Таким образом, природа Раскольникова, без сомнения, главного героя романа, двойственна, что, собственно, является необходимым условием, создающим почву для пронзительных внутренних раздраев. Раскольников – это Соня Мармеладова, в которую вселился (временно, но цепко) бес рациональности и неверия. И эта бестиарность, повторим, есть обязательное условие существования романа, который, по сути, от начала и до конца являет собой картины торжества, бессилия, а затем и изгнания сего беса.
Бесом, понятно, служит всё тот же ум.
– Прочитала? – спросил я у Веры.
– Прочитала. Но ничегошеньки не поняла. Кар-кар-кар… Курлы-мурлы… Как-то громко, отчетливо, но совершенно непонятно. Хотя красиво.
– Оптимистическое чириканье или пессимистическое карканье… Не в трелях дело. Дело в том, что душа чирикает, а разум – каркает. Все просто. Я тебе сейчас объясню. К Достоевскому нельзя подойти без теории, хотя сам он их «как бы» не любил…
Я говорил долго и вдохновенно. Мне нравилось, с каким умилением она меня слушала: она ловила каждую интонацию и отзывалась на любой жест, благо я темпераментно размахивал руками.
– Понятно?
– Нет…
Я был несколько озадачен.
– Хорошо.
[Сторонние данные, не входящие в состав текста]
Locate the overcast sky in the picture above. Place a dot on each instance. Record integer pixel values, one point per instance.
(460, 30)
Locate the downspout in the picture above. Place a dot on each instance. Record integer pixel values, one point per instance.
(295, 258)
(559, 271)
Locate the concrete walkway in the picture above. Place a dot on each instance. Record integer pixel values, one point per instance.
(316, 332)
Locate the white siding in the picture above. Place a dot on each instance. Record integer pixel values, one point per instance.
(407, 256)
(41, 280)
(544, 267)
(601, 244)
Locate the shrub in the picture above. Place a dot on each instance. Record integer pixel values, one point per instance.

Подойдем с другой стороны. Не знаю, в каком мире живешь ты, Вера; что касается меня, то я живу в мире, где правда, такая, как я ее понимаю, никогда не восторжествует, истина всегда будет попрана, а человек, увы, – вряд ли достигнет того, чего он заслуживает. Именно поэтому мой долг – быть счастливым, не предавая при этом истину. Только не называй это подвигом; скорее, это оптимистический жест отчаяния. У меня нет выбора, мне деваться некуда. Приходится быть счастливым.
– Я люблю тебя, – сказала Вера, целуя меня в краешек губ. – Предложи мне стать твоей женой. Я соглашусь…
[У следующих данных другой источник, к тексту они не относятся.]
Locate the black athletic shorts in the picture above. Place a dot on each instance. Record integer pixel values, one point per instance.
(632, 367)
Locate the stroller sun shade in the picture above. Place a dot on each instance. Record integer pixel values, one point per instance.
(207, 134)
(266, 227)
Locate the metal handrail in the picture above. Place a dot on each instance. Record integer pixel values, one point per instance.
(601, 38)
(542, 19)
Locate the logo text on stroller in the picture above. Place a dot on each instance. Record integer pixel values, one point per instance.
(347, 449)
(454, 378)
– Ты мне не дала договорить. Я именно к тому и вел речь, по всем правилам риторики.
– Ты говорил очень долго. А мне надо коротко и понятно. Мы поженимся?
Дежавю. Кажется, подобное уже было в моей жизни. Нет, двойное дежавю. Нет, тройное. На все мои умные речи она реагировала одинаково: все заканчивалось поцелуями.
До меня вдруг дошло: она следит за тембром, интонациями и жестами, но не за смыслом. Как кошка. Или змея. Гм-гм. Мне почему-то тоже захотелось ее поцеловать, и слезы навернулись на глаза мои.
– Дай подумать… А кекс у нас на свадьбе будет?
– Будет, если захочешь. А свадьба у нас будет или нет?
– Будет. Если будет кекс.
– Ну-ка, рассказывай, при чем здесь кекс? У тебя ничего не бывает просто так.
– Сейчас расскажу. Только сначала поцелую…
2. Стрельба по привязанным зайцам
И у нас была свадьба. В апреле. К удивлению немногочисленных друзей, в основном, с ее стороны, я ел только специально принесенный с собой кекс и запивал его коньяком – обжигающим нектаром, отличавшимся золотистым «нарядным цветом» с крепким коричневым оттенком.
Апрель играл с зимой, будто большая, здоровая и сытая кошка с полудохлой мышкой. Позволит ей глоток ледяной свежести с утра – робко сыпанет редкий мокроватый снежок с затянутого сереньким неба – а к полудню уже балует прогретым весенним ветерком, сошедшим с ума от запахов пробудившейся природы. Солнце в обновленном огненном оперении чувствовало себя уверенно, словно нелепый вождь индейцев, и уже никуда не спешило. Такое впечатление, что оно тоже перезимовало в берложке, как пушистый зверек, и теперь карнавально радуется свободе. Ах, это сладкое слово свобода с привкусом цианистого калия…
Это было еще тощее солнце социализма. Вскоре ему, уже более лохматому и тучному, предстояло всходить и заходить в другой, раскрепощенной стране, населенной теми же самыми людьми, которым хотелось думать, что они стали другими – свободными. Солнце то же, а люди другие. Природа не поспевала за культурой. Где натуре с ее допотопными циклами! Прошла зима, настало лето: спасибо партии за это. Все под контролем. Теперь партии не стало. Спасибо гвардии новых мучеников за идею иного всеобщего эквивалента – за бабло. Потом гвардии не стало (увы, оторвались от народа – выродились в олигархов). Спасибо всем. Несвободные люди через брюхо служат идее, свободные – только брюху. Назад, в пещеру: это и есть «даешь цивилизацию». Дальше, почему-то, перспектив не видно. Темень какая-то демократическая. Как в заднице. У доброго негра.